In an experiment conducted in Geneva (April 5), European nuclear research agency CERN smashed two high-power proton beams in a collision that produced energy reaching 8 trillion electro volts (TeV) — the most powerful on record. The achievement marked the beginning of the Large Hadron Collider’s (LHC) physics data collection for 2012.
“The experience of two good years of running at 3.5 TeV per beam gave us the confidence to increase the energy for this year without any significant risk to the machine”, explained Steve Myers, Director for Accelerators and Technology at CERN. “Now it’s over to the researchers to make the best of the increased discovery potential we’re delivering them!” he added.
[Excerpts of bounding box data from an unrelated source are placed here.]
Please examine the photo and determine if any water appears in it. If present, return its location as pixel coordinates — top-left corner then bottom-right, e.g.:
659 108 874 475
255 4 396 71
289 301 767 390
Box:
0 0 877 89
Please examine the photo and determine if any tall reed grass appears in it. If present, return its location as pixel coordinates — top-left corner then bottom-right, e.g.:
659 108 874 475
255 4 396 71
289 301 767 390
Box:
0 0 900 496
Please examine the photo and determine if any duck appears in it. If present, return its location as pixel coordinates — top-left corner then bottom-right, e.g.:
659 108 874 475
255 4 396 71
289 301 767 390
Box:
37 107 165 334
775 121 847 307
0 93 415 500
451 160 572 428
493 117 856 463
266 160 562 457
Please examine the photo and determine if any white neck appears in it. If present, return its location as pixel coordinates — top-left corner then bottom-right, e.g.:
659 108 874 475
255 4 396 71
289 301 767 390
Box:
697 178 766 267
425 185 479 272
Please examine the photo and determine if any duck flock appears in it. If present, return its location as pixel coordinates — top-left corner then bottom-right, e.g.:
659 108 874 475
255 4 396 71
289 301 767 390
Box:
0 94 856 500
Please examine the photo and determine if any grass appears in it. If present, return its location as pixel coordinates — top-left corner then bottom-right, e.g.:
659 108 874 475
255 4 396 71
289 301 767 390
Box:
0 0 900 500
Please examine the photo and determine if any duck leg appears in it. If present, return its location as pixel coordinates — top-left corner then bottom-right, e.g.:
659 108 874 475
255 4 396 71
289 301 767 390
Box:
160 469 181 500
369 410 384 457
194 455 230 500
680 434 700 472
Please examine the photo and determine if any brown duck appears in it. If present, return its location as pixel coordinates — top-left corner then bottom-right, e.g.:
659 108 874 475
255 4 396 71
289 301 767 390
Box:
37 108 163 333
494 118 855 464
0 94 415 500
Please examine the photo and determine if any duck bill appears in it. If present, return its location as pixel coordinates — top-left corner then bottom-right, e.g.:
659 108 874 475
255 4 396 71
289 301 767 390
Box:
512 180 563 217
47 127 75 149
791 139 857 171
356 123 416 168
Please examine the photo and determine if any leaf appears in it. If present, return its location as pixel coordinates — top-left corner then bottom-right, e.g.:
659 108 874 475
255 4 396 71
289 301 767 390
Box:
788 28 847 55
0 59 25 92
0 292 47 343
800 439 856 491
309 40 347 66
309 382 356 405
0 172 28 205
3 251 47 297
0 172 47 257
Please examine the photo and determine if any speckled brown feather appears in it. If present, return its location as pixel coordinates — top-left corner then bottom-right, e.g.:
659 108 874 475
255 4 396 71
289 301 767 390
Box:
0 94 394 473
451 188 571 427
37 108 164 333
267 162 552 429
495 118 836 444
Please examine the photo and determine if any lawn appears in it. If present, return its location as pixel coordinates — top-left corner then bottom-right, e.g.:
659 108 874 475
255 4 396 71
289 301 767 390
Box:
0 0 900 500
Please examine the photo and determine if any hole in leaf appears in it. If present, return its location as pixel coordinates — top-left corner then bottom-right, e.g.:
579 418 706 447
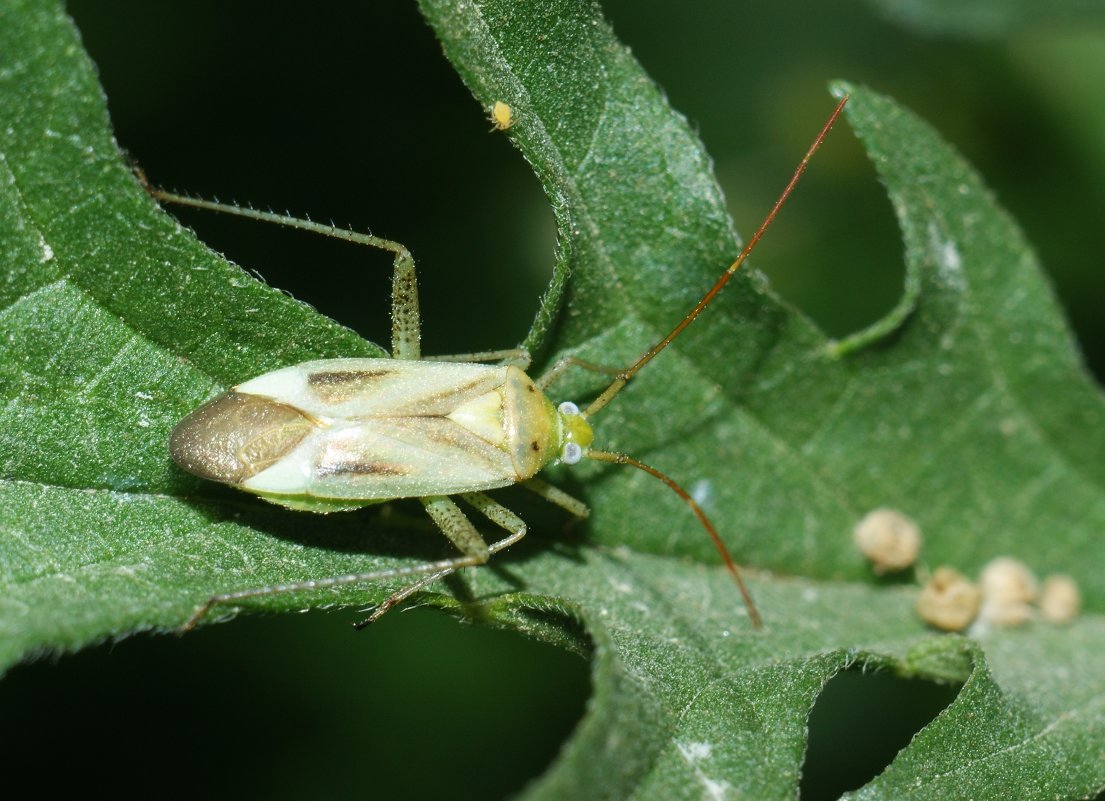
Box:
799 670 960 801
0 611 590 799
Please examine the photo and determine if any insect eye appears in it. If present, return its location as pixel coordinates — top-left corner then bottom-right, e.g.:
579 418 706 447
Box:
560 442 583 464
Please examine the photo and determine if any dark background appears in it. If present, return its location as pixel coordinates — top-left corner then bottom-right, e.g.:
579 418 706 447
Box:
0 0 1105 799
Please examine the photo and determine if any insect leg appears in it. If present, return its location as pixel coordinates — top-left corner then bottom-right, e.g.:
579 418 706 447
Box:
146 186 422 361
354 493 526 629
391 249 422 361
423 348 530 370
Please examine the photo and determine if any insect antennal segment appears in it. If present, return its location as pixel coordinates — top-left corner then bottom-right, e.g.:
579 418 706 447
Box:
587 451 764 629
583 95 848 418
561 95 848 629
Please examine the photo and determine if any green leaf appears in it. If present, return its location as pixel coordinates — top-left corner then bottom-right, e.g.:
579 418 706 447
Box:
0 0 1105 799
871 0 1105 38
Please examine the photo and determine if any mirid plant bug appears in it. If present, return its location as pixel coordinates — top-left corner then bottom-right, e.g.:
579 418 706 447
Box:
160 97 848 631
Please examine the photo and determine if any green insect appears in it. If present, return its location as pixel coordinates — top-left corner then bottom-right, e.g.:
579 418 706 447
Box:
158 97 848 630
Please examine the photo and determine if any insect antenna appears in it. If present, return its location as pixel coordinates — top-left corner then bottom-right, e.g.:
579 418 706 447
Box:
581 95 848 629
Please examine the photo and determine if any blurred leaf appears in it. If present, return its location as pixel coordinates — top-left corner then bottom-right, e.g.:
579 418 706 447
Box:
0 0 1105 799
871 0 1105 38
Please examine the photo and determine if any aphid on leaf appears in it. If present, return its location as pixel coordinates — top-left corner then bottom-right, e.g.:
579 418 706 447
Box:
158 98 846 630
487 101 514 130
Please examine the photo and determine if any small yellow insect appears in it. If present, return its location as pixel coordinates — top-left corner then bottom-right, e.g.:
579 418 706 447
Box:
150 97 848 630
488 101 515 130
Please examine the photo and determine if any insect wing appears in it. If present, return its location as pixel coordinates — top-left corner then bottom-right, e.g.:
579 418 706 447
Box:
235 359 516 500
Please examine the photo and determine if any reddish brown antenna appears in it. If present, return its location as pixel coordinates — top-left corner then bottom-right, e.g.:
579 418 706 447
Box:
581 95 849 629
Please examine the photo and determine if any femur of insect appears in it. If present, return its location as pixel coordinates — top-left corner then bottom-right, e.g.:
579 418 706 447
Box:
158 96 848 631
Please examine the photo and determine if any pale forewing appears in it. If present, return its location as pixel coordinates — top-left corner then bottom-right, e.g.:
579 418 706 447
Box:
243 417 517 500
235 359 506 420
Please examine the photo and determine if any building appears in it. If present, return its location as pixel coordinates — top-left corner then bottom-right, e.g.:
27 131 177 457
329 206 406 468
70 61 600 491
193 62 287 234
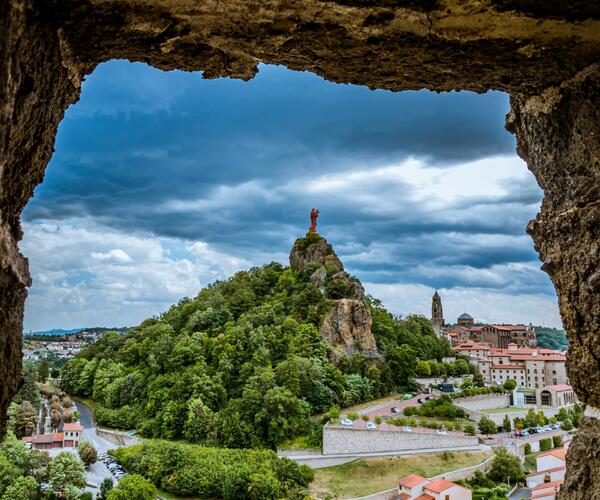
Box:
23 424 83 450
526 448 567 500
431 290 537 349
454 342 572 390
431 290 444 336
394 474 472 500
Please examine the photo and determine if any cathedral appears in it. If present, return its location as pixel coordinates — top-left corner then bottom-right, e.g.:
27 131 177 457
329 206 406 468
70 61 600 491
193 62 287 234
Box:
431 290 537 349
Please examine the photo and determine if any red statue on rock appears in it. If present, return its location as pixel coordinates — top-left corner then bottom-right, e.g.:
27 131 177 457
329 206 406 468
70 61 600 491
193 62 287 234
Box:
308 208 319 233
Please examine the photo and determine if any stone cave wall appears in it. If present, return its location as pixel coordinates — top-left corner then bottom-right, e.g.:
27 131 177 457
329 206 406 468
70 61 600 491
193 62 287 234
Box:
0 0 600 498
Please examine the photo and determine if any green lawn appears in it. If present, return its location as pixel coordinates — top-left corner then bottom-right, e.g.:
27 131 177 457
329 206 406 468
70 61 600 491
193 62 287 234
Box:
479 407 527 414
479 406 550 414
310 452 491 498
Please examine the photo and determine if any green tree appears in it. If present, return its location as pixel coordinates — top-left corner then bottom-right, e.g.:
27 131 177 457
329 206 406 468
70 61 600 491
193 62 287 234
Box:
415 360 431 377
540 438 552 451
106 474 156 500
50 451 85 496
478 415 498 434
77 441 98 465
14 361 40 409
100 477 114 500
473 372 485 387
38 358 50 383
15 401 37 437
3 476 39 500
502 378 517 392
488 448 525 482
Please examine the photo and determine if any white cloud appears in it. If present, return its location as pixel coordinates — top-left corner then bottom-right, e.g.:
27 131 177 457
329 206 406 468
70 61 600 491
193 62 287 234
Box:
92 248 133 263
21 219 251 330
364 283 562 328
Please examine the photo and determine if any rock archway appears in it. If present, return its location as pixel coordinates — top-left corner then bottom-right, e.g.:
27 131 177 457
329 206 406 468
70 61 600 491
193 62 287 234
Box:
0 0 600 498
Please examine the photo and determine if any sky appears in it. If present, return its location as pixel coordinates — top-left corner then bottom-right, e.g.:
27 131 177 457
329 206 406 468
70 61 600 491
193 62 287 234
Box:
20 61 561 331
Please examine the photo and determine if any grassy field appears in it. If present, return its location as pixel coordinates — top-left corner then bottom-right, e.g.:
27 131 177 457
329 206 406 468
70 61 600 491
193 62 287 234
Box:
479 407 527 414
310 452 491 499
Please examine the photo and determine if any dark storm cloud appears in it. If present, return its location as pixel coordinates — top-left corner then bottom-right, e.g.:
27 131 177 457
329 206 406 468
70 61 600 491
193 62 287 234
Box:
26 62 549 291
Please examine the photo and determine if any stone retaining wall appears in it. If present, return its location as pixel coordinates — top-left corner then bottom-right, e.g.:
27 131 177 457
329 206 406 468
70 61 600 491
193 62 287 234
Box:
323 426 478 455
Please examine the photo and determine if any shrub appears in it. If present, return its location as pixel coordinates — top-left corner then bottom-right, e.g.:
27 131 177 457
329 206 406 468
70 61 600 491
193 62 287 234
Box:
540 438 552 451
478 415 498 434
329 406 340 419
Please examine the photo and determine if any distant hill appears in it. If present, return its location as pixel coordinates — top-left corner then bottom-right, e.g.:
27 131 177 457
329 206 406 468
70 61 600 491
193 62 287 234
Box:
24 326 129 336
25 328 84 335
535 326 569 351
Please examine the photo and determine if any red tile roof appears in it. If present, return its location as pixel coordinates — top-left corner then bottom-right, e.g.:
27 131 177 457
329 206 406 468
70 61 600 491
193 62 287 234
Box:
527 465 567 477
398 474 427 488
529 479 564 491
63 424 83 432
546 384 573 392
536 448 567 460
423 477 456 493
31 434 54 443
489 325 527 332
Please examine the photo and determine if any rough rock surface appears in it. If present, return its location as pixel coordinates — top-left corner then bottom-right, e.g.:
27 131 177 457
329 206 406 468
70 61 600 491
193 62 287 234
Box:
0 0 600 492
507 65 600 498
290 233 379 361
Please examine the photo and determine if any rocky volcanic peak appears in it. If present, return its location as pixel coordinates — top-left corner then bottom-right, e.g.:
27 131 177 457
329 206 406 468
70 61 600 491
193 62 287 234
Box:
290 233 379 361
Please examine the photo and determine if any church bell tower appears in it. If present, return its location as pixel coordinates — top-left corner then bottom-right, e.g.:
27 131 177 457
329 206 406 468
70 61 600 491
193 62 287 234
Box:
431 290 444 336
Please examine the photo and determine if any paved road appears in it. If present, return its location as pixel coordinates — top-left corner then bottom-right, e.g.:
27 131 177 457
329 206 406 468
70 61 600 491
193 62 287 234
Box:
75 400 95 429
508 488 531 500
75 401 118 497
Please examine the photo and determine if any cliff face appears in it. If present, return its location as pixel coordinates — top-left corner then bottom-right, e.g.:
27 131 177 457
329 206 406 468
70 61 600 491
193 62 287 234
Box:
290 233 379 361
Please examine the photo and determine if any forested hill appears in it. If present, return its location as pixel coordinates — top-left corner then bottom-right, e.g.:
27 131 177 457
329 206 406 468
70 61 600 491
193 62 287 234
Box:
535 326 569 351
61 235 454 447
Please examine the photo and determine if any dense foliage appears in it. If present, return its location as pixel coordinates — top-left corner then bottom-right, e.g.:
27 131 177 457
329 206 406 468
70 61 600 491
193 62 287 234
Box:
535 326 569 351
403 394 467 420
61 256 451 448
0 432 85 500
108 440 313 500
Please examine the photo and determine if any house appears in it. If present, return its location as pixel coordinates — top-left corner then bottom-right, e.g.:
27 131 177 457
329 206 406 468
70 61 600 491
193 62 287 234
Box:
526 448 567 500
63 424 83 448
23 424 83 450
529 481 563 500
395 474 472 500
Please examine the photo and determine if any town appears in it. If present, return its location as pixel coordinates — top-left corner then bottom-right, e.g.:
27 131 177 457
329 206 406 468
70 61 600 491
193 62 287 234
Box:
4 291 582 500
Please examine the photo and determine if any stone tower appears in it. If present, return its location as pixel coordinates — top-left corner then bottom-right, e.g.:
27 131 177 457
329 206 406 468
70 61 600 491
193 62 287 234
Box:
431 290 444 335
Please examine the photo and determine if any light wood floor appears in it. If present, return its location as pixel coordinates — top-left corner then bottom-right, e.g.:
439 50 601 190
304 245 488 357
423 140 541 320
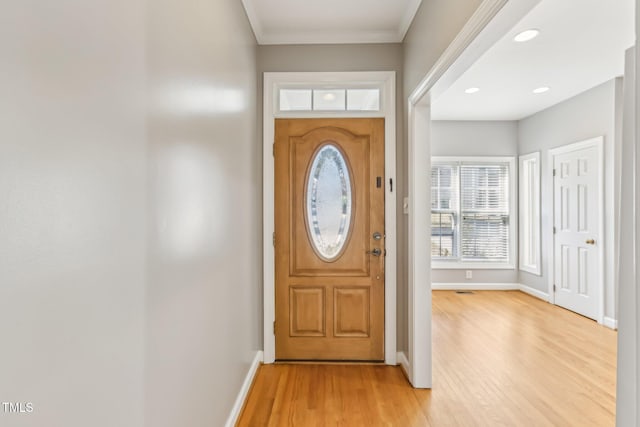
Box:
238 291 617 427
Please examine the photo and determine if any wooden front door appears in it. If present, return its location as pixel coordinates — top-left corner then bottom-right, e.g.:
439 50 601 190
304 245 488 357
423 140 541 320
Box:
274 119 385 361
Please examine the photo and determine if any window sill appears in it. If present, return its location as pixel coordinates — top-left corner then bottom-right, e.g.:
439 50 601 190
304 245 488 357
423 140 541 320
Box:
431 261 516 270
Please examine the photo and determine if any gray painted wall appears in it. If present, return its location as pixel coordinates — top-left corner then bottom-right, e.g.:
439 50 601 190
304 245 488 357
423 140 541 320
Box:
0 0 261 427
518 79 622 318
616 48 640 427
145 0 262 427
431 121 518 283
397 0 481 353
0 0 146 427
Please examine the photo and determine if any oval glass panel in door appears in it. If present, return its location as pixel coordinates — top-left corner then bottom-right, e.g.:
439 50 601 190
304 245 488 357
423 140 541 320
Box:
306 144 352 261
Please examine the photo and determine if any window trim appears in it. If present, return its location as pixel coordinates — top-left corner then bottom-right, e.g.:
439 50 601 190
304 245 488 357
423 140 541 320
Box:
518 151 542 276
429 156 518 270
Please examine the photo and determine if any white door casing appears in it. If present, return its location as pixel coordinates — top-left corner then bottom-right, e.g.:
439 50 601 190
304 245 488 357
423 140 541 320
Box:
549 137 605 322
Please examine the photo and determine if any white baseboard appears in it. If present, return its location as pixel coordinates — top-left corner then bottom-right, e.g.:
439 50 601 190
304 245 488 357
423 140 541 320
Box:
431 283 520 291
602 316 618 330
431 283 552 304
520 284 549 302
225 351 264 427
396 351 410 378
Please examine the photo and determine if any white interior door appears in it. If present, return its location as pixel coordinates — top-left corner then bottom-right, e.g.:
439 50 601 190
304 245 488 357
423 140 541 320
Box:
552 138 604 320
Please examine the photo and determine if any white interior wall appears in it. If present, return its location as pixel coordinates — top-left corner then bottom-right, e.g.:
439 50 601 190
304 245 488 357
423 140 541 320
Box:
0 0 262 427
0 0 146 427
145 0 262 427
518 79 621 319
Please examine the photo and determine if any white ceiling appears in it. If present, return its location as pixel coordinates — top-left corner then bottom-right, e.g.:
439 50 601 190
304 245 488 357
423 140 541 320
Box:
432 0 635 120
242 0 422 44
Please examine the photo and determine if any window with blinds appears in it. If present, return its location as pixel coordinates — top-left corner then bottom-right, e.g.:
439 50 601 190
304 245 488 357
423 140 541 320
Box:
431 158 512 263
During a series of experiments carried out in 2011, collision energy levels reached 7 TeV. Although today’s improvement appears modest to the lay observer, it was an exciting development for physicists focused on the significant potential for new discoveries. In particular, CERN scientists expected that through ensuing experiments they would be able to validate or deny the theory of Higgs particles. If these particles exist, it would also explain the existence of matter.
“The increase in energy is all about maximising the discovery potential of the LHC”, said CERN Research Director, Sergio Bertolucci. “In that respect, 2012 looks set to be a vintage year for particle physics”.
The LHC will continue to collect data until the end of 2012, at which point it will enter a long period of inactivity in preparation for attempts at a new record in 2014.